The words “dangerous” and “stocks” used to be synonymous. That equities were a risky investment was a given.

All that seems to have changed. I was recently asked if it was safe to “park some money” in the S&P for “a few months.”

Why would someone think the S&P 500 can be used as a money market fund? Let’s take a look…

1) The S&P 500 has been positive (on a total return basis) for 11 consecutive months and 18 out of the last 19.

2) That’s the longest streak since 1958-59.

3) At 5.4%, the annualized volatility in the S&P 500 over the past year is just about as low as it’s ever been. For some context, the historical annualized volatility for the Barclays Aggregate Bond Index is 5.4%.

4) The Volatility Index (VIX) ended September at 9.51, its lowest monthly close in history.

5) The average VIX level in September was 10.44, by far the least volatile September in history. In terms of all months, it trailed only July of this year.

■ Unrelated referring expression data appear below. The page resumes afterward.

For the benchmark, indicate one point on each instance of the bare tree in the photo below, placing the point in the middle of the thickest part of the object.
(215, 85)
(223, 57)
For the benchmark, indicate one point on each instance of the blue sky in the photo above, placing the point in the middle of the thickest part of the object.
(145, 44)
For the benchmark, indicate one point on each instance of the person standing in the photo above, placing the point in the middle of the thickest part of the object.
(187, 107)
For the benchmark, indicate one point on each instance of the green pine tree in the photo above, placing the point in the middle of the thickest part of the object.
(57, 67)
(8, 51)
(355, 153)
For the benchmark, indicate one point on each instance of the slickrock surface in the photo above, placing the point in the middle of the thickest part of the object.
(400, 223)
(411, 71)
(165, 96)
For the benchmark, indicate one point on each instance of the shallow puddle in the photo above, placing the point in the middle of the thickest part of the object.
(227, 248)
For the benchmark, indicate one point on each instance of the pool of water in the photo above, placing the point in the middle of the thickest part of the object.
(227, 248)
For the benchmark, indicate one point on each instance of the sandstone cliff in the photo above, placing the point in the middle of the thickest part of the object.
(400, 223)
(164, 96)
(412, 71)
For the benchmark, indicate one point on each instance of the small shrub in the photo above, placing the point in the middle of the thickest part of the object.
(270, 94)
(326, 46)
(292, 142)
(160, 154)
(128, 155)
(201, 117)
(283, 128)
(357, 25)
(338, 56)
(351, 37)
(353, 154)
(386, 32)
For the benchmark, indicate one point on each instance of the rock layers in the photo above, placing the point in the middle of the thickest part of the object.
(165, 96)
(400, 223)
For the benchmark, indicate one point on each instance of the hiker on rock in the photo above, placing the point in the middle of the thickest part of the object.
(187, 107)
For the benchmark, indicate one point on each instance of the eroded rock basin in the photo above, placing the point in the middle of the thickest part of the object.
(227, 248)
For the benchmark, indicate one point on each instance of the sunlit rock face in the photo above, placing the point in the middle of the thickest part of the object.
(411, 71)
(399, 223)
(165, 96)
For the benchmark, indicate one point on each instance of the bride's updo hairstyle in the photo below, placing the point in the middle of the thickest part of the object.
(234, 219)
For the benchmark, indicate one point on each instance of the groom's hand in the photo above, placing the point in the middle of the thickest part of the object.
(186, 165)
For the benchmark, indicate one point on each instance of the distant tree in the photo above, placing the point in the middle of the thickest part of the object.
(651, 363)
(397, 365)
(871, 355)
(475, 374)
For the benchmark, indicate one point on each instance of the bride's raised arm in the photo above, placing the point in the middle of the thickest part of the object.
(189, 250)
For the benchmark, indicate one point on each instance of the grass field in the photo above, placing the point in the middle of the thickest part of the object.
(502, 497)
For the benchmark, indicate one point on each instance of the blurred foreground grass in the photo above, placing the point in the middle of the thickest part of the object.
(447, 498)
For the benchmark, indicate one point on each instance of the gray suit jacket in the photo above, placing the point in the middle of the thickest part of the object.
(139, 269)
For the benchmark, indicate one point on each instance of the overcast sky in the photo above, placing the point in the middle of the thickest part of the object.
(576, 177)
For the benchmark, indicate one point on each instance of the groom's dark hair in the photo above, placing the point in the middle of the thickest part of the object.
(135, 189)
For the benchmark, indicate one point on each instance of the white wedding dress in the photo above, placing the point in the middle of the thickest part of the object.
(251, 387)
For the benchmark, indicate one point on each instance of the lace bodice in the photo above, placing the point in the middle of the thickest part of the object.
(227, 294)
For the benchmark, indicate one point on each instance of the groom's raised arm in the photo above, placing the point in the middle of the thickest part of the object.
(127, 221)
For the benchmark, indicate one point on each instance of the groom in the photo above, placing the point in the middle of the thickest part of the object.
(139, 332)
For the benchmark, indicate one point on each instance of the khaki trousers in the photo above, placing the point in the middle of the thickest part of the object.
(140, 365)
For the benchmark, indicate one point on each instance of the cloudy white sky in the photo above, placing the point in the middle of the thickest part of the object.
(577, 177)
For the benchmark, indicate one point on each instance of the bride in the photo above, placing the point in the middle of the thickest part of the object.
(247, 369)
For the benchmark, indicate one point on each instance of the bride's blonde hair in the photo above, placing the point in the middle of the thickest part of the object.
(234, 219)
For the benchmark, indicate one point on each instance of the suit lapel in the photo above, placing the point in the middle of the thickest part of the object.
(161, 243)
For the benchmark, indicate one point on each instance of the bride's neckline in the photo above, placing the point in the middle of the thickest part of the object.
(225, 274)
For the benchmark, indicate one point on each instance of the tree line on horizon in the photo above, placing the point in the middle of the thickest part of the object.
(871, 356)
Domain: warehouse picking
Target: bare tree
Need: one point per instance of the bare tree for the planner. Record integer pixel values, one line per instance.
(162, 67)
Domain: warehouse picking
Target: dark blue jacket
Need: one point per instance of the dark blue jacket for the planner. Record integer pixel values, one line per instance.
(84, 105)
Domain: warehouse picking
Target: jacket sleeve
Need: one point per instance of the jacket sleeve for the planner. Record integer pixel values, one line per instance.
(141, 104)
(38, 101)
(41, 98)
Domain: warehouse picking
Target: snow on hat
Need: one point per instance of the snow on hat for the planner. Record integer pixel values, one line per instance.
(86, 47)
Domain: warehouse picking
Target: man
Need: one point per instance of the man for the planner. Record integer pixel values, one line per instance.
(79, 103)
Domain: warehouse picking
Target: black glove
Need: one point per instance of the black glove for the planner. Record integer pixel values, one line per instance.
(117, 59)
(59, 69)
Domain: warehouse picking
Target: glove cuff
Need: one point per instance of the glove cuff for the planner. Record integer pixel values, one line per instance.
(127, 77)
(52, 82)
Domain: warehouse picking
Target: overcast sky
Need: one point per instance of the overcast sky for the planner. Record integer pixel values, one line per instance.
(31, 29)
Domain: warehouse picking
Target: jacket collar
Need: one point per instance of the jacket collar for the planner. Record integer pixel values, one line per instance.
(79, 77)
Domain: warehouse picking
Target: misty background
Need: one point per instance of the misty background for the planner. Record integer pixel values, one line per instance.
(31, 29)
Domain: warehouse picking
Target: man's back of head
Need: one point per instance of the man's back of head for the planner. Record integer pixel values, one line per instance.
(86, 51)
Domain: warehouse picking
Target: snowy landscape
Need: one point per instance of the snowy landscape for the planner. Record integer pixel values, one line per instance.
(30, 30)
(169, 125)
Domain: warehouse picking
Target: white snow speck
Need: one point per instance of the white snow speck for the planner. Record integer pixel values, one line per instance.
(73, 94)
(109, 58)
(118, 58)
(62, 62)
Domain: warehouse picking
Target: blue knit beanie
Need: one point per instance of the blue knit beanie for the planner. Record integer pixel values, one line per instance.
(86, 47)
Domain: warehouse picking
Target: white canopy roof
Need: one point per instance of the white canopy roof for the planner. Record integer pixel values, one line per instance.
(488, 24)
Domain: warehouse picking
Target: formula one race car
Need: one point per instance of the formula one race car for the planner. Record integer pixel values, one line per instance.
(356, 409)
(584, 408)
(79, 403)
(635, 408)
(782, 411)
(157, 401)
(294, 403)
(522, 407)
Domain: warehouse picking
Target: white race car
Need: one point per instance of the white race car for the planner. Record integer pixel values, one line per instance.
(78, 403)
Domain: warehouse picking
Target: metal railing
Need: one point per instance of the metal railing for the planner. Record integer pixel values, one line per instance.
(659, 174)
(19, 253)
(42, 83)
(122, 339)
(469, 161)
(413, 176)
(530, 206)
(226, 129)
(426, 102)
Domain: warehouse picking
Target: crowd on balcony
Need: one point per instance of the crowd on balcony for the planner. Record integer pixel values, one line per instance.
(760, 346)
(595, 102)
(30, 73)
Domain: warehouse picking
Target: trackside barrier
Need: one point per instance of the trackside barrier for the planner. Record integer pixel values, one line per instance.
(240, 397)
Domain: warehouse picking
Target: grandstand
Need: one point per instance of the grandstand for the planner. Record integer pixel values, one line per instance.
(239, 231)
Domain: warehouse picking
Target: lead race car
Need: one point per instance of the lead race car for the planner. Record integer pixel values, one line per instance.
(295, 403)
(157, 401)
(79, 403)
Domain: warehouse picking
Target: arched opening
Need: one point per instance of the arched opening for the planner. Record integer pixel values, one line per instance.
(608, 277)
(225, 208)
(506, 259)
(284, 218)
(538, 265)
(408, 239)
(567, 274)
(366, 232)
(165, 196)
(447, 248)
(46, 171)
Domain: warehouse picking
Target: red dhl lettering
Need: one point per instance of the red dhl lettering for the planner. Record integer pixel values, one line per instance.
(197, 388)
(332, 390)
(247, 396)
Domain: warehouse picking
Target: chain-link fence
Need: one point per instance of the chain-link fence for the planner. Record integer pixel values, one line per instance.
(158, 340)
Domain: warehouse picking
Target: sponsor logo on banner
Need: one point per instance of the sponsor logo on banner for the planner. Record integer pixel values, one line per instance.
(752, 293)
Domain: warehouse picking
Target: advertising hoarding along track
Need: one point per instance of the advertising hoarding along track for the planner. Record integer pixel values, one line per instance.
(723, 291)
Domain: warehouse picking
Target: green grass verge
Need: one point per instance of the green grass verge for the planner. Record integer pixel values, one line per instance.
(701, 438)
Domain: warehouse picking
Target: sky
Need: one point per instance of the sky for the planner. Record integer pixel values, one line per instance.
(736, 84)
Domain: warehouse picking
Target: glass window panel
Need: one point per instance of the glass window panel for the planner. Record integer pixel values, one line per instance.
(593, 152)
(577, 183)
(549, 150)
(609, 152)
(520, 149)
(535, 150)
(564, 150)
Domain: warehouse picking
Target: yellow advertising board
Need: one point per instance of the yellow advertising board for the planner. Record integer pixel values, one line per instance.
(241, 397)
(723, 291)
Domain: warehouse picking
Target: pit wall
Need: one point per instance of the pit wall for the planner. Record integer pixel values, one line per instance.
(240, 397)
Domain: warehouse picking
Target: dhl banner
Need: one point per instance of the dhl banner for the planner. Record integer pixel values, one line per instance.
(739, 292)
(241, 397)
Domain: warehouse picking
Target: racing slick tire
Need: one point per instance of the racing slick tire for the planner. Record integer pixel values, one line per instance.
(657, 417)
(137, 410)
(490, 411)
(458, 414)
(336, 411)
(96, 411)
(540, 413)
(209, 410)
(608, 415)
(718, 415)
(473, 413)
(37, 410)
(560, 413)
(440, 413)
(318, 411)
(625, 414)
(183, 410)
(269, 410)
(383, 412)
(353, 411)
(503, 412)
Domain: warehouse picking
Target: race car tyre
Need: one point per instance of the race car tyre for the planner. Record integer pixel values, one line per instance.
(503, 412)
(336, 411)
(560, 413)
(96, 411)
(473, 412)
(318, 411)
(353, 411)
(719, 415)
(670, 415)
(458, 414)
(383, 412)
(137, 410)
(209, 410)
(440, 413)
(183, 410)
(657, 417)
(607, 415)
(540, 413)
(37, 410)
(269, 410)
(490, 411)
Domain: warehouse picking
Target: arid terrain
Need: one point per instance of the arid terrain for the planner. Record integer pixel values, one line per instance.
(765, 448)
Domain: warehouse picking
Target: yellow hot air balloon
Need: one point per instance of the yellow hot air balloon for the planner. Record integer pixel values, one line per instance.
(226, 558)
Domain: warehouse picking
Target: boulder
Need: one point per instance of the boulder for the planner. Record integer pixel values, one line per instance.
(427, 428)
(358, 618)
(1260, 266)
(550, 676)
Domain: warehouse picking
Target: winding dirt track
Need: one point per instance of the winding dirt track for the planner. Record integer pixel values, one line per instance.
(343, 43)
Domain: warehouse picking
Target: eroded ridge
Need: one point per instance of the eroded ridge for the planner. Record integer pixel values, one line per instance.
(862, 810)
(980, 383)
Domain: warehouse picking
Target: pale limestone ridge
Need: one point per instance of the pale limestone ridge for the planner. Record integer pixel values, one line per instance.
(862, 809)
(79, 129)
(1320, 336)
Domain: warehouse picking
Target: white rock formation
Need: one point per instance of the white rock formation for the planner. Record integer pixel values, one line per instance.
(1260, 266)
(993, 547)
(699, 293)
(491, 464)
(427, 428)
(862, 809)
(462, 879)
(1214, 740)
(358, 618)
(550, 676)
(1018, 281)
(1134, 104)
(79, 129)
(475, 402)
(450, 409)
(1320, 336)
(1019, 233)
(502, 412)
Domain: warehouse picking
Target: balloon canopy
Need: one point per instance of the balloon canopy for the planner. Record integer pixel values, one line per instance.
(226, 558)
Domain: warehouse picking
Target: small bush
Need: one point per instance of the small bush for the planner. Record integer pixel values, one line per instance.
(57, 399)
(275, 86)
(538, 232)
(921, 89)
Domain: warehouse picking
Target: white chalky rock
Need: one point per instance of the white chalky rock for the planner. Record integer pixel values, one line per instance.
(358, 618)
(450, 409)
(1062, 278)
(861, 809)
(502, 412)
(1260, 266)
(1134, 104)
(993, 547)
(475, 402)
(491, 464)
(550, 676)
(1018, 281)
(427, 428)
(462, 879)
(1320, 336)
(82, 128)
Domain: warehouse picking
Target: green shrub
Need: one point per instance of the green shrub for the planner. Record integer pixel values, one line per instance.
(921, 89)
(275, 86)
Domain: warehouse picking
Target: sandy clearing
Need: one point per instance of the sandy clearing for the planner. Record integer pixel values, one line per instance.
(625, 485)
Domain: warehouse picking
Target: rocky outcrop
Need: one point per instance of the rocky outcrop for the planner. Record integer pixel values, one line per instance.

6) Intraday volatility during September was the lowest in history, with one 15-day span averaging only 0.31% (high to low in the S&P 500 as a %).

7) There hasn’t been a 3% pullback in the S&P 500 since last November (before the election), the 2nd longest run in history.

8) The S&P 500 is on pace for its 9th consecutive up year, tying the record run from 1991-99.

9) As we start October, every major U.S. equity index is hitting new all-time highs.

Does all of this imply that the S&P is indeed the new money market? Is it “safe” to “park your money” there for a few months with the expectation that it will only grow?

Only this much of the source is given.